Financial Impacts of Cybercrime
20 June 2018
Cybercrime has become the new normal and is greatly affecting the financial industry. Every day, crimes are committed against leading companies which were thought to have top security protocols in place. Cybercrime continues to cause serious financial impact to economies -- to the tune of close to $600 billion. According to McAfee and the Center for Strategic and International Studies, when it comes to cybercrime, Europe's economy is truly suffering, as .84% of the region's GDP is affected.
Why is this happening?
The influx of cybercrime on the economy can be attributed to many factors, including easy accessibility of tools used to infiltrate financial systems, new technologies adapted by these criminals, the expansion of new cybercrime centers, and the level of intelligence and sophisticated techniques used by cybercriminals.
McAfee's Chief Scientist, Raj Samani, believes that cybercrime is underreported by at least 95%, which skews the $600 billion assessment and could mean costs are much higher. Financial institutions and systems need to protect themselves at all costs. With intellectual property (IP) being so valuable, it is costly to do business in this digital age while maintaining high privacy levels.
Cybercrime is the evolution of traditional crime in a more sophisticated environment, but one that has greater business risk. Cybercrime has a direct and significant impact on jobs, innovation, economic growth, and investment. Additionally, IP theft makes up at least 25% of cybercrime costs, and has an especially high threat to military technology.
Two areas of cybercrime that are difficult to measure are IP theft and loss of opportunity. These two categories severely impact small and medium-sized businesses, especially in industries that have become more sophisticated. It is easy to access tools and other services that cause financial ruin, such as customized malware, botnet rentals, and exploit kits.
The financial markets continue to suffer, as the level of cybercrime escalates. Cybercriminals have become so sophisticated that they now outsource work to skilled contractors, specifically ransomware-as-a-service.
The world of cryptocurrency
The rapid monetization of cryptocurrency adds to these threats, with over 6,000 criminal marketplaces existing and ransomware-as-a-service becoming more common.

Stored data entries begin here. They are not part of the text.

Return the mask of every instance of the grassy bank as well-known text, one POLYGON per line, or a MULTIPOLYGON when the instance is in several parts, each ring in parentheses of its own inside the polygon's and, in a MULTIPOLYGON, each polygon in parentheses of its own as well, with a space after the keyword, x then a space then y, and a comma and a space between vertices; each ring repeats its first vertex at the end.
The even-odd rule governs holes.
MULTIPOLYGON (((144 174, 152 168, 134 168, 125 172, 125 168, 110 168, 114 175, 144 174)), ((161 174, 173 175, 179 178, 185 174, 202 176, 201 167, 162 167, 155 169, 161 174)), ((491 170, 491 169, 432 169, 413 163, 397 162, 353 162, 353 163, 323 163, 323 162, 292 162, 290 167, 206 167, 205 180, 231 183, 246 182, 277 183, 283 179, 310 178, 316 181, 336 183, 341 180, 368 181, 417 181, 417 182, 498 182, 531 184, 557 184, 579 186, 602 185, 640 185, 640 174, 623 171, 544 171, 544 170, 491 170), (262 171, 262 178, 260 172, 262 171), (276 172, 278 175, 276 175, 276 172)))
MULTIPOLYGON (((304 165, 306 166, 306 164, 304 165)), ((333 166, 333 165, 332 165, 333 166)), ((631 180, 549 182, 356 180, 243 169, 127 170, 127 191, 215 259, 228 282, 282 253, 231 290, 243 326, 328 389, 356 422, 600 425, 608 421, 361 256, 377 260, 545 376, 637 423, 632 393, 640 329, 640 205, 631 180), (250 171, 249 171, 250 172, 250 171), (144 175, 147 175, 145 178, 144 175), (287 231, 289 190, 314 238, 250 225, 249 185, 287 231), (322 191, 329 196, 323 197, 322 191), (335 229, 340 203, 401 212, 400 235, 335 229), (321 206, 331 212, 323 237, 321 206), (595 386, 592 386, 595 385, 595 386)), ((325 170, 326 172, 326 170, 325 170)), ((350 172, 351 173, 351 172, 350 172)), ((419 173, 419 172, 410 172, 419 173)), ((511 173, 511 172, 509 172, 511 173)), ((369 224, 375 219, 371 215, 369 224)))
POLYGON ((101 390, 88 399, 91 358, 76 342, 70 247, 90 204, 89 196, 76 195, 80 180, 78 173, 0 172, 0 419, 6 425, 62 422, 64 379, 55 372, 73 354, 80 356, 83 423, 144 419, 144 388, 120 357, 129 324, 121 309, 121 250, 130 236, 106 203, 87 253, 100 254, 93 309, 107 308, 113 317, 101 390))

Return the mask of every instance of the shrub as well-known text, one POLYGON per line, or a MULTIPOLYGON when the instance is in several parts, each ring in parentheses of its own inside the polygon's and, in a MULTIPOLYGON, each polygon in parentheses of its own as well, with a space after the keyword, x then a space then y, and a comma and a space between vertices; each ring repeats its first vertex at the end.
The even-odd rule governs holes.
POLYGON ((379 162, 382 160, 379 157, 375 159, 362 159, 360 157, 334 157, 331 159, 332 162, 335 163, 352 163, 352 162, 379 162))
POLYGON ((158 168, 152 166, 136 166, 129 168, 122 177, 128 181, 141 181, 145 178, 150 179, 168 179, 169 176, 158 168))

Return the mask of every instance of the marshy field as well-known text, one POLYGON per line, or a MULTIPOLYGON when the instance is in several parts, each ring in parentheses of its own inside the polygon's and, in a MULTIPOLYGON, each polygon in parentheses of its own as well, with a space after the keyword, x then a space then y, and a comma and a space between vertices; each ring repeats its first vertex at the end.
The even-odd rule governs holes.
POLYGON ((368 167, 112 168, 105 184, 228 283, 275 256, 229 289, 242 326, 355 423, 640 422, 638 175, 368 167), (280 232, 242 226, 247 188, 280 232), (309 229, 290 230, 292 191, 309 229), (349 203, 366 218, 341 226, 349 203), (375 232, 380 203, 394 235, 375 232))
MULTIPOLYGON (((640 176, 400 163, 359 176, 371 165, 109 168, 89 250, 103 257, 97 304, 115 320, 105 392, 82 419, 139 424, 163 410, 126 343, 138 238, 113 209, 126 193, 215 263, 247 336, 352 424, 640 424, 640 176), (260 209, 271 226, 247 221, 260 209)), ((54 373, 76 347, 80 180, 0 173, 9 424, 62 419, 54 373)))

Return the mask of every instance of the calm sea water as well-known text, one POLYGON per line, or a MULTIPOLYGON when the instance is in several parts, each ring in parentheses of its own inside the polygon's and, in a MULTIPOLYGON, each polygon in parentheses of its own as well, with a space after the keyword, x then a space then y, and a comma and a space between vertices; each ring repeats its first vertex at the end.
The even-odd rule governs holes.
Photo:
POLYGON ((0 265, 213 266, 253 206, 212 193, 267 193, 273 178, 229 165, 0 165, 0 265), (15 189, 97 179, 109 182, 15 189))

Cryptocurrency hacking is the one of the biggest risks for financial institutions, along with fraud.
Although regulators are fighting cybercrime by offering improved standards in threat data and requirements that improve security, banks are still the main targets of cybercriminals. Nation states have major problems in this area, with Russia, North Korea, and Iran being the highest and most active in the hacking of financial institutions and cyber espionage.
What types of cybercrime have the greatest economic impact?
Stolen IP and confidential business information, online fraud, financial manipulation of publicly traded companies, and the cost of securing networks after hacking are some of the most devastating effects to companies right now.
Regulators and authorities can work together to deal with cybercrime, and try to implement a uniform system of security measures and defenses in technology. In addition, working as a team to place pressure on international state sanctuaries that protect cybercriminals is imperative.